Four-year-old Aubrey Glover struggled with a broom even taller than her to sweep broken glass in the parking lot of a burned-out convenience store the morning after a riot in Ferguson.

Her mother, Erica Hampton, 31, woke up Aubrey and her brother, Jaden, 10, early Monday in their north St. Louis County home and said they were going to do some cleaning.

"Tearing up buildings and trashing places is not the way to solve anything," she told them. They brought large white trash bags and brooms.

She called her sister, Dede Patterson, 29, who lives near the street where 18-year-old Michael Brown was shot and killed by a police officer on Saturday. Patterson's young children have slept in the bed with her the past few nights while they heard shouts from the crowds outside.

"I didn't even explain it to them," Patterson said. She wasn't sure what to tell them. "It was just too much." The QuikTrip is where her 9- and 7-year-old walk for snacks. "My kids can't ever come to the store anymore."

"Let's go clean it up," her sister said to her. "Let's go."

Patterson agreed: "What I seen I didn't like. ... It's not going to bring him back."

There is an urgency to do something, anything, to dull the terribleness of the past week. For Hampton, who will complete her master's degree in counseling in December, she wanted her children to see her picking up trash around the destroyed building.

"This what you do for your community," she told them.

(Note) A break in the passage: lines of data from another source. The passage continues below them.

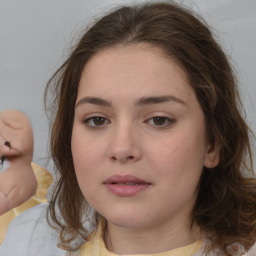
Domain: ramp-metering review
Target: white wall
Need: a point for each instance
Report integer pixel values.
(35, 37)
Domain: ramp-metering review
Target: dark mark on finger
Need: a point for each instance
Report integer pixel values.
(8, 144)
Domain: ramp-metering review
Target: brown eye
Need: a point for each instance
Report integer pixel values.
(161, 121)
(96, 121)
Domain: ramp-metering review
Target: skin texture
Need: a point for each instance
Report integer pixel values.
(169, 154)
(17, 179)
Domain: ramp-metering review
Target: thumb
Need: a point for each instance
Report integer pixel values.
(8, 150)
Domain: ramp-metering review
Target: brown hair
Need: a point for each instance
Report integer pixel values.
(226, 204)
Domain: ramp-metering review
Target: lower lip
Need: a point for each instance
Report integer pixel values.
(126, 190)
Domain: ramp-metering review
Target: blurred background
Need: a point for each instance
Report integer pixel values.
(36, 37)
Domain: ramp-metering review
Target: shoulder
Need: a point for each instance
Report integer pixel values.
(29, 234)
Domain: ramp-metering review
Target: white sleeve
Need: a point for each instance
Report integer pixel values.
(29, 234)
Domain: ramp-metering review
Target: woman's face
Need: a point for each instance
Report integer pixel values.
(139, 141)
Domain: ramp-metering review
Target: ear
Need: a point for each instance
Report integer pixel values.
(212, 157)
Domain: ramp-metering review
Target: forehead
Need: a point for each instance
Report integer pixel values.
(140, 69)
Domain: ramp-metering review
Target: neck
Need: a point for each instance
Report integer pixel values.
(155, 239)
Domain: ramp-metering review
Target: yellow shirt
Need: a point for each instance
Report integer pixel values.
(95, 246)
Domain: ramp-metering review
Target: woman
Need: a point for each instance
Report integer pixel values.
(149, 141)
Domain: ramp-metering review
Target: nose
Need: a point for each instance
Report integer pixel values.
(124, 146)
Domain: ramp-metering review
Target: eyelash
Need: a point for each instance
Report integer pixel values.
(167, 121)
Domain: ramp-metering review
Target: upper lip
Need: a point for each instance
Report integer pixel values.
(122, 179)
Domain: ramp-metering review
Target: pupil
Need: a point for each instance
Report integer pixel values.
(99, 120)
(159, 120)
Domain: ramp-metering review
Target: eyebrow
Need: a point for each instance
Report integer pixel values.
(140, 102)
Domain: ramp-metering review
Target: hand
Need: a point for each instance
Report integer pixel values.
(17, 179)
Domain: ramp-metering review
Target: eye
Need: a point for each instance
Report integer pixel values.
(96, 121)
(160, 121)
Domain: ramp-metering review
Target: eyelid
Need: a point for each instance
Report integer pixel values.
(87, 119)
(170, 121)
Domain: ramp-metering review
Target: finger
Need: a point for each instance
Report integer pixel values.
(7, 150)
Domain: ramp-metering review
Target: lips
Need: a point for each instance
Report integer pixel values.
(126, 185)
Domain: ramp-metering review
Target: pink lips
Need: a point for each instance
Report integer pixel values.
(125, 185)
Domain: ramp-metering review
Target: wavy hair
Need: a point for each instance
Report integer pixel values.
(226, 204)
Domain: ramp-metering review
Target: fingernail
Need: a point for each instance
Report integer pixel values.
(8, 144)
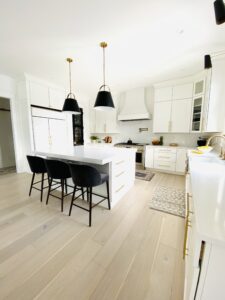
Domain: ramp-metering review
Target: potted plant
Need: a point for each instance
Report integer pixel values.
(94, 138)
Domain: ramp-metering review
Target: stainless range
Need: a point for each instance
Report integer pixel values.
(140, 154)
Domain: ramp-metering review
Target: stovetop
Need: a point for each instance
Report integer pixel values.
(133, 144)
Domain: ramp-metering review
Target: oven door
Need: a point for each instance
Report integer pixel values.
(139, 158)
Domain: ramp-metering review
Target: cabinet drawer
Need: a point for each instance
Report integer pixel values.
(165, 150)
(165, 156)
(119, 165)
(164, 165)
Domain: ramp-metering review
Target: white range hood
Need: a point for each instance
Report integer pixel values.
(134, 107)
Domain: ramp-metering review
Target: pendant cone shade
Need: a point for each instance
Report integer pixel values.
(219, 7)
(104, 99)
(70, 104)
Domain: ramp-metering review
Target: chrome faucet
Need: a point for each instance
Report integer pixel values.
(222, 154)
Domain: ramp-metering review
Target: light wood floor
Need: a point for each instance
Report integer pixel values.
(130, 252)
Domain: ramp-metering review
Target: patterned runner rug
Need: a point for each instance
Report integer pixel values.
(144, 175)
(169, 200)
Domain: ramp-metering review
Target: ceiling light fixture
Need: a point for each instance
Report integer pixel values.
(70, 104)
(219, 8)
(207, 62)
(104, 99)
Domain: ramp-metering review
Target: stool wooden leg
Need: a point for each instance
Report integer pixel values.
(62, 194)
(107, 186)
(73, 196)
(42, 184)
(82, 190)
(90, 205)
(49, 189)
(31, 185)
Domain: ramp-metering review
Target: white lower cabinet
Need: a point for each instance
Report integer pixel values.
(166, 158)
(204, 259)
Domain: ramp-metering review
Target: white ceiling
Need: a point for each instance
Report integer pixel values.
(149, 40)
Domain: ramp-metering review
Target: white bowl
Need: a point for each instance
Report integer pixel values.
(205, 149)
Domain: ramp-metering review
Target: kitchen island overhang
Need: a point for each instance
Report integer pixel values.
(118, 163)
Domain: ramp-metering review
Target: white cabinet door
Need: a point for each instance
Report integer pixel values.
(57, 98)
(183, 91)
(181, 115)
(41, 134)
(39, 94)
(216, 108)
(111, 122)
(181, 160)
(149, 157)
(161, 118)
(58, 135)
(163, 94)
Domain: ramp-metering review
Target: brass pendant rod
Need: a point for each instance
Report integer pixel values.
(103, 45)
(69, 60)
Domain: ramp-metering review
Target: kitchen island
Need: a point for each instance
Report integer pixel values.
(119, 164)
(204, 244)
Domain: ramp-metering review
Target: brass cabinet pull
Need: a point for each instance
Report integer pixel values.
(119, 162)
(188, 205)
(121, 173)
(185, 239)
(120, 188)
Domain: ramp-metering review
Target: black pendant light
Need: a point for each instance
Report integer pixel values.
(104, 99)
(219, 7)
(70, 104)
(207, 62)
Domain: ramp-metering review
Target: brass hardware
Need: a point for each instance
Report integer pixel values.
(120, 188)
(69, 60)
(202, 251)
(185, 239)
(103, 44)
(119, 162)
(143, 129)
(118, 175)
(188, 205)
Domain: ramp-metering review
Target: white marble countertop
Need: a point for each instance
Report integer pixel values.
(89, 154)
(168, 146)
(208, 190)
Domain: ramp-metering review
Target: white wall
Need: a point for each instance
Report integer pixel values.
(8, 90)
(7, 155)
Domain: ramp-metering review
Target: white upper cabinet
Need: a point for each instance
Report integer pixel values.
(44, 94)
(215, 113)
(199, 87)
(39, 94)
(183, 91)
(56, 98)
(181, 115)
(162, 116)
(163, 94)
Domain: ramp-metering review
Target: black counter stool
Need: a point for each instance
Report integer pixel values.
(57, 170)
(37, 166)
(88, 177)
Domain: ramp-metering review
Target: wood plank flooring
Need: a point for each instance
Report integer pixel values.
(130, 252)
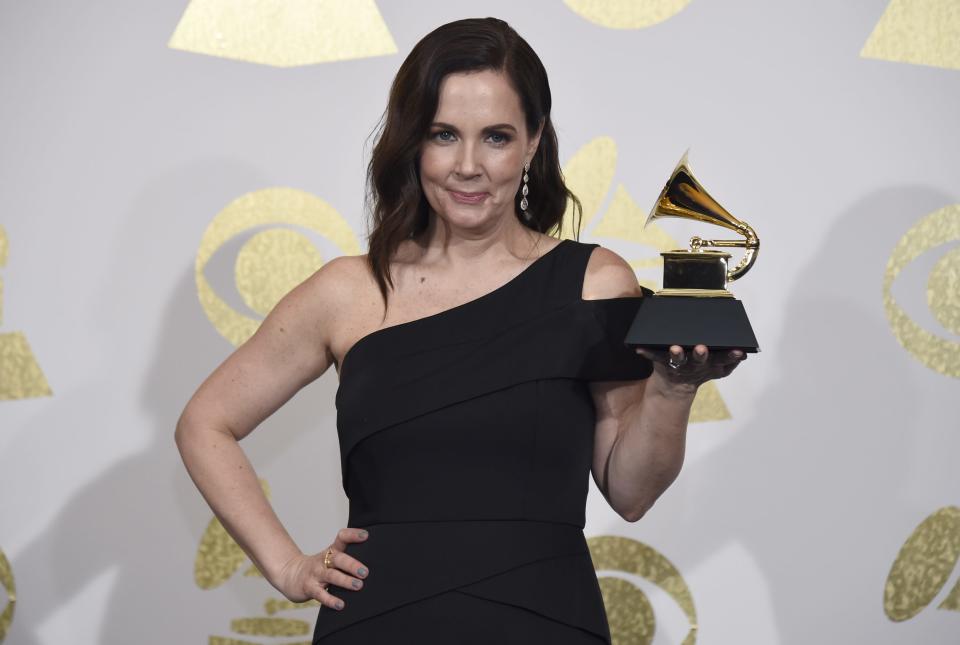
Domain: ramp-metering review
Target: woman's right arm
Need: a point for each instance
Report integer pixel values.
(291, 348)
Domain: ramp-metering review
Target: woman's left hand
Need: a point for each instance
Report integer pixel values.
(692, 369)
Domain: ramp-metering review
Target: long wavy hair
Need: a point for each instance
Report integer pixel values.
(399, 209)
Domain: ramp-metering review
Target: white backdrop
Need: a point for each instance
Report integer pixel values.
(166, 172)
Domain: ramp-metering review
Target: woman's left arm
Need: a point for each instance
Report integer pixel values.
(641, 426)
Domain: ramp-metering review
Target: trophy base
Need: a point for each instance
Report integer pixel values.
(696, 293)
(718, 323)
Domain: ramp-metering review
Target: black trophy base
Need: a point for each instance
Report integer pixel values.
(718, 323)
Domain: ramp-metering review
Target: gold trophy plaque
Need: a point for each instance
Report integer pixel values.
(694, 306)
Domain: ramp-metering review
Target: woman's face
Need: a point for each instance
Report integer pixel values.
(471, 163)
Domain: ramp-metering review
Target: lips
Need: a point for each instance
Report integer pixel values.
(468, 198)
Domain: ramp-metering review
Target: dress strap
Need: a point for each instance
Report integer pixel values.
(571, 269)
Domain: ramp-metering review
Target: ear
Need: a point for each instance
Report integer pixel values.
(534, 141)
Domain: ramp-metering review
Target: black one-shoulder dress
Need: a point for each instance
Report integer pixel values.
(466, 441)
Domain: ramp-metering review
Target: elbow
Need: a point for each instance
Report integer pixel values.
(634, 514)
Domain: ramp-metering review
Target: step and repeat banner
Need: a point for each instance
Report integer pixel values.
(169, 170)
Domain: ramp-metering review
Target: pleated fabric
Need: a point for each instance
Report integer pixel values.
(466, 442)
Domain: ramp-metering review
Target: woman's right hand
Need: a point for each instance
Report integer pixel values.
(305, 577)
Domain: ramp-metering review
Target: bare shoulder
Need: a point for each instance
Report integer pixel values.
(609, 276)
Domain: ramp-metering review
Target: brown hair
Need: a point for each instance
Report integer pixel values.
(400, 209)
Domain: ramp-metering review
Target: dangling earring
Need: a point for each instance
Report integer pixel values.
(524, 204)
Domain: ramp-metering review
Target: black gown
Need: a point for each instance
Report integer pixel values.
(466, 440)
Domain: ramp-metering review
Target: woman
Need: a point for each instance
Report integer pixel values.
(482, 376)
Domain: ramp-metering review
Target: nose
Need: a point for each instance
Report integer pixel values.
(467, 164)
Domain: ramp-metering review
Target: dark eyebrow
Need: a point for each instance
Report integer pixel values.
(488, 129)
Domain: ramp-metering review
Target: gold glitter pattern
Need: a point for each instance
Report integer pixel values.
(283, 33)
(588, 175)
(943, 290)
(708, 405)
(921, 32)
(20, 374)
(270, 626)
(615, 553)
(10, 590)
(218, 555)
(271, 263)
(938, 228)
(924, 564)
(626, 14)
(629, 613)
(258, 279)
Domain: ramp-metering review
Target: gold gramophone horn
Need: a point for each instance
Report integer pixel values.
(684, 197)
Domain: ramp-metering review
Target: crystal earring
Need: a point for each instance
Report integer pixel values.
(524, 204)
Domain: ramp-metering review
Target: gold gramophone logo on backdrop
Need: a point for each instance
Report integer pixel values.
(629, 612)
(218, 559)
(276, 256)
(283, 33)
(923, 566)
(934, 231)
(20, 374)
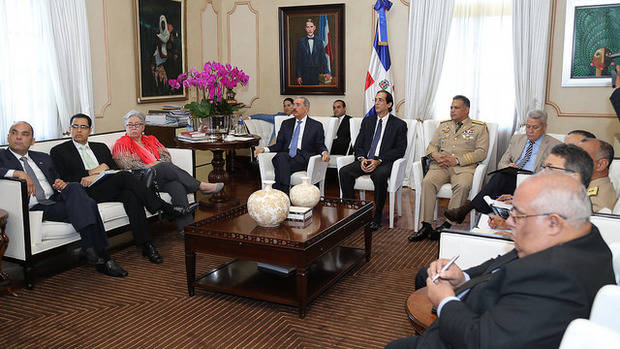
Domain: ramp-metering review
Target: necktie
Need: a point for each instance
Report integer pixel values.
(292, 150)
(90, 164)
(458, 126)
(375, 140)
(527, 156)
(39, 192)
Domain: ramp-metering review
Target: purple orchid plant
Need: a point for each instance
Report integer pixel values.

There is anger here, not just about the shooting, but toward the vandals who destroyed their businesses in their neighborhood. Toward those who have changed the conversation from trying to find out what happened and seek justice to the criminal reaction of some.

"They are judging us by this," Patterson said, waving her arms around the parking lot.

Shamika Williams, 36, stood in the lot with two of her three daughters. They had seen Brown's body lying in the street in broad daylight when he was killed. Their mother has been at protests, wanting to add her voice to those calling for a change in the way residents are treated by law enforcement.

"I don't want them growing up getting mistreated," Williams said. …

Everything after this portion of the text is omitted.